(11-15-2018, 06:21 AM)aaronlroberts Wrote: So, I've just had the plugged pulled by Braintree because apparently my server configuration doesn't meet the PCI (Payment Card Industry) standards.
MOST of this is due to outdated services running Sentora.. For example, here's one of the reasons.. which I DO NOT understand a word of.
or what about this:
Here's another example:
The results of this security scan provided by "Security Metrics" totalled a 41 page PDF file with TOO many vulnerabilities so they blocked my ability to make any transactions using my website(s).
You guys at Sentora seem so caught up in this issue with Suhosin, to the point where you're happy enough to just let us sit on an old OS with multiple out of date issues with no updates or support for years... what's going on guys? Are you even working on getting this service up and running again or not?
I need an answer, I cannot waste time waiting for this damn suhosin to get compiled which is CLEARLY is not going to happen, just sounds like an excuse to me.
If a "developer" from here wants the PDF let me know.. but you guys need to get this together, otherwise it's just a insecure, messy platform.
Don't you think your post is a tad rude?
No one is making you use Sentora, and I'm pretty certain that no one has ever claimed it is PCI compliant (if they have I'd like to see it). Also, you do realise you are making use of something that is free?
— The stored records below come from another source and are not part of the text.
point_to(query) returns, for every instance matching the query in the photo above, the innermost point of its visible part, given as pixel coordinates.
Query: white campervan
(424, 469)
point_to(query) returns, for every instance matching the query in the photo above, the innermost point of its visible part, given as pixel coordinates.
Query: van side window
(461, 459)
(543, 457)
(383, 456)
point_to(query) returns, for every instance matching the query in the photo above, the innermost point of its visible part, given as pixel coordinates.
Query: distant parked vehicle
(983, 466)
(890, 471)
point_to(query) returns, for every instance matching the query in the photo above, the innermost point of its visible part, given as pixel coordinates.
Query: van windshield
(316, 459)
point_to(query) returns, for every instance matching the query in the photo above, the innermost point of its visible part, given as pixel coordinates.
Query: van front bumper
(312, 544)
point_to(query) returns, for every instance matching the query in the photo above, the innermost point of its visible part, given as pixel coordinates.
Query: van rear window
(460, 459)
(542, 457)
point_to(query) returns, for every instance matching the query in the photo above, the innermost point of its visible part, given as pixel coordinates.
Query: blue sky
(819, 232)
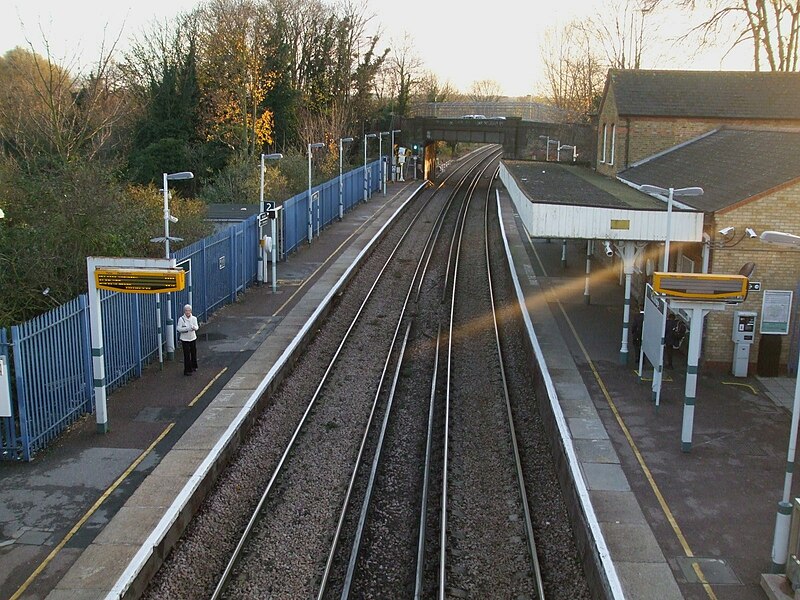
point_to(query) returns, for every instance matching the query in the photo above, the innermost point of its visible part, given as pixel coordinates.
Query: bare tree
(771, 26)
(574, 73)
(620, 32)
(49, 110)
(404, 74)
(432, 90)
(485, 90)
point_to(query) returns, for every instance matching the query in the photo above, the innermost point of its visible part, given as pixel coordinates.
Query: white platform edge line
(146, 549)
(583, 493)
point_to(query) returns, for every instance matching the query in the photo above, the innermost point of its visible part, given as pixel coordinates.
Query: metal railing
(50, 356)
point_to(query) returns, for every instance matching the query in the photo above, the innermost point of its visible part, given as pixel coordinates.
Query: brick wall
(777, 268)
(638, 138)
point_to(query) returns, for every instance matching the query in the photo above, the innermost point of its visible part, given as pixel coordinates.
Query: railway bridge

"You guys at Sentora" only appears to be two people at the moment (I'm not one of them) and I think they both have far greater priorities than Sentora.
If you're post said something like "Please, can anyone help me make my Sentora installation PCI complaint", you'd probably get someone helping you. Hell, I might even have bothered to assist, and there are a couple of other active people on here who I am pretty sure would help you out.
But because of your tone I decided to spend my time on other posts. Well, apart from typing this message.
Good luck with your issue.
PS. That darn Suhosin... I know, spending all that time on something that helps keep your server secure. Fancy that! Maybe if you squeeze us hard enough we'll be able to just pop out an update and get on with it?